We began the class by reflecting on Integrative Seminar I, the areas of study we explored, our relationship with the material and our renewed relationship with our cityscape. Through this we were able to begin thinking about the elements that allow for ‘ownership’ of a city – how do we own our city? how do we encounter it? does it share its secrets with us? These questions helped us lead the discussion to the idea of memory, impressions, imprinting and the emotions of the city that emerge out of our interactions with it. The students and I talked about the different ways in which the city comes to be through poetry and prose, and we read passages from The Love Song of J Alfred Prufrock by T S Eliot, and the ways in which the protagonist reflects on the nature of the self through his encounters with the city. We began  by reading a few passages from Invisible Cities, laying out our first impressions of the language, questioned its use of imagery and metaphor and discussed the importance of the voice…who was speaking?
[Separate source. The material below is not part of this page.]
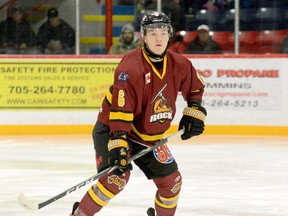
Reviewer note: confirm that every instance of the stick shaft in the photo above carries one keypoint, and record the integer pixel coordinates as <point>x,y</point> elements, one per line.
<point>106,171</point>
Were these impressions seen from far away or from the by lanes of the spaces. Did the voice matter? I spoke with the students about a passage from the Ramayana of Valmiki, where Hanuman, who flies across the oceans first sees the mighty city of Lanka with its staircases of crystal, its floors of precious stones and its latticed windows that let the moonlight filter through.

Using these as milestones the students began to lay out the language of description and the ways in which it spoke to the reader. The students reinterpreted the story by standing inside the city space.

 

Assignment: Choose a story and write a minimum of 500 words to retell the story as a voice of an inhabitant.